Another traditional retirement option included a sale of a building, furnishings, and a complete law library to the recent law graduate looking to open a solo practice.

Hiring a NextGen owner is a different model. Placing a value on the firm name, website, firm reputation, client base, and staff is something that has been done in the medical field and other professional services for decades. Finally, this is an idea that is slowly making its way to the legal profession.

Hiring the NextGen owner is a different process. It is not enough to ask about class rank and grades during an interview. When hiring your next law firm owner, it is important to talk about future plans for the firm. You may want to ask questions that get to the heart of whether your new hire has an entrepreneurial spirit. Does your NextGen owner have an interest in mastering networking in order to build the law firm’s referral sources?

If you are serious about hiring your next owner, you will want to put ownership opportunities on the table at the outset. Buying into a small ownership percentage of the firm now with a path forward will incentivize the new lawyer to view the opportunity as more than a job or a two-year stepping stone.

Communication is key

Communication is often a huge barrier between generations.

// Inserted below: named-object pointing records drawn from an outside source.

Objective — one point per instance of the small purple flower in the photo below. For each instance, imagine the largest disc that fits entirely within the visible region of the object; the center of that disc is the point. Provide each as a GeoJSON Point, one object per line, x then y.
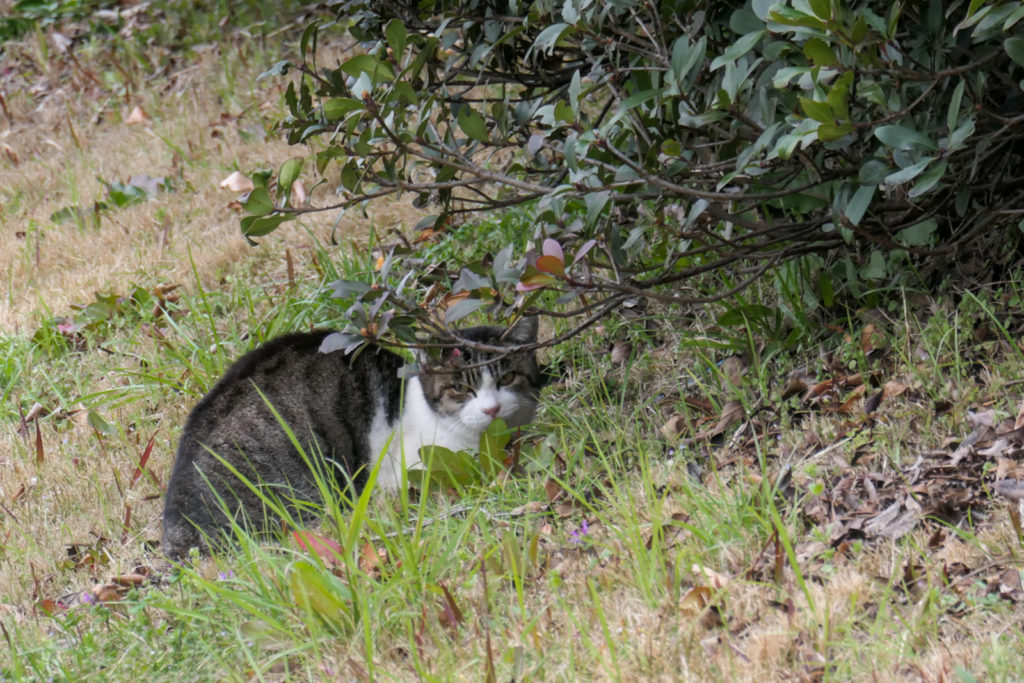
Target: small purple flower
{"type": "Point", "coordinates": [578, 536]}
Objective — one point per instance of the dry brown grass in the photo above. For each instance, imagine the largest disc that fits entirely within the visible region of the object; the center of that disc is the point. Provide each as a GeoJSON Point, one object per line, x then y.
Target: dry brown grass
{"type": "Point", "coordinates": [55, 143]}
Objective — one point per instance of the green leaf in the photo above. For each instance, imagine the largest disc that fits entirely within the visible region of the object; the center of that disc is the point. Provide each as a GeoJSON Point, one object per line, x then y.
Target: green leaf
{"type": "Point", "coordinates": [396, 38]}
{"type": "Point", "coordinates": [493, 442]}
{"type": "Point", "coordinates": [96, 422]}
{"type": "Point", "coordinates": [954, 102]}
{"type": "Point", "coordinates": [473, 124]}
{"type": "Point", "coordinates": [338, 108]}
{"type": "Point", "coordinates": [289, 173]}
{"type": "Point", "coordinates": [737, 49]}
{"type": "Point", "coordinates": [901, 137]}
{"type": "Point", "coordinates": [255, 226]}
{"type": "Point", "coordinates": [819, 52]}
{"type": "Point", "coordinates": [1015, 48]}
{"type": "Point", "coordinates": [378, 71]}
{"type": "Point", "coordinates": [548, 38]}
{"type": "Point", "coordinates": [817, 111]}
{"type": "Point", "coordinates": [791, 16]}
{"type": "Point", "coordinates": [445, 468]}
{"type": "Point", "coordinates": [919, 235]}
{"type": "Point", "coordinates": [958, 136]}
{"type": "Point", "coordinates": [685, 56]}
{"type": "Point", "coordinates": [876, 267]}
{"type": "Point", "coordinates": [829, 131]}
{"type": "Point", "coordinates": [858, 204]}
{"type": "Point", "coordinates": [317, 592]}
{"type": "Point", "coordinates": [462, 308]}
{"type": "Point", "coordinates": [258, 203]}
{"type": "Point", "coordinates": [821, 8]}
{"type": "Point", "coordinates": [908, 173]}
{"type": "Point", "coordinates": [929, 179]}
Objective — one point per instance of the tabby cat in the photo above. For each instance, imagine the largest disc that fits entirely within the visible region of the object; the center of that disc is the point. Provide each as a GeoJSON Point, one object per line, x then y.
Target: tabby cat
{"type": "Point", "coordinates": [346, 413]}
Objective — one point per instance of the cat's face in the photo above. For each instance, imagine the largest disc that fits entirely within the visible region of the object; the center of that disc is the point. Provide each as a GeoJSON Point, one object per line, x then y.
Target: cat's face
{"type": "Point", "coordinates": [507, 388]}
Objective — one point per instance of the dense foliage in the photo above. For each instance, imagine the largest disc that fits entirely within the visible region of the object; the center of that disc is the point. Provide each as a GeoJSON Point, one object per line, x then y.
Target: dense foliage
{"type": "Point", "coordinates": [658, 141]}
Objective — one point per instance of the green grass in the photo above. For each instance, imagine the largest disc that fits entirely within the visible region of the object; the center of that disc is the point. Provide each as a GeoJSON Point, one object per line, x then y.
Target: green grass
{"type": "Point", "coordinates": [587, 562]}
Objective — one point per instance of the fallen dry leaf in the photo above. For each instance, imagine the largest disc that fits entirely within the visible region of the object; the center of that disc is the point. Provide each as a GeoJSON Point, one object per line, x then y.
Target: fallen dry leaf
{"type": "Point", "coordinates": [715, 579]}
{"type": "Point", "coordinates": [137, 116]}
{"type": "Point", "coordinates": [694, 601]}
{"type": "Point", "coordinates": [674, 428]}
{"type": "Point", "coordinates": [238, 182]}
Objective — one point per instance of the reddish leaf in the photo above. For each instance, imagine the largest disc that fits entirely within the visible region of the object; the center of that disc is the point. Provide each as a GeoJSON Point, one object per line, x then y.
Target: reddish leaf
{"type": "Point", "coordinates": [551, 264]}
{"type": "Point", "coordinates": [141, 462]}
{"type": "Point", "coordinates": [553, 249]}
{"type": "Point", "coordinates": [451, 616]}
{"type": "Point", "coordinates": [329, 551]}
{"type": "Point", "coordinates": [39, 445]}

Not because they fail to communicate, they just communicate differently. The tech-savvy Millennial may find it easier to send a quick email to provide a case update, while the Boomer would prefer to sit down face-to-face. The Boomer and Gen Xer may come to meetings with pen and pad in hand, while the Millennial will likely tap away at her tech device.

For any relationship to thrive, some compromise is needed. All generations need to be open to hear the suggestions and concerns of others. The best interest of the client and the firm should always be top priority, and motivation for generational differences to be put aside. Consider having topics that require face-to-face meetings, and others where a quick email update will suffice. Craft a mutual agreement about what works best. A little bending is much better than breaking.


The key to negotiating the generational gap in your firm lies in changing your perspective. The mix of generations in your firm is not a problem, but a bonus. Each generation brings their unique experiences for the firm’s benefit. The experience of the Boomer, the efficiency of the Gen Xer, and the entrepreneurial spirit of the NextGen lawyer create a modern law firm ready to serve today’s client.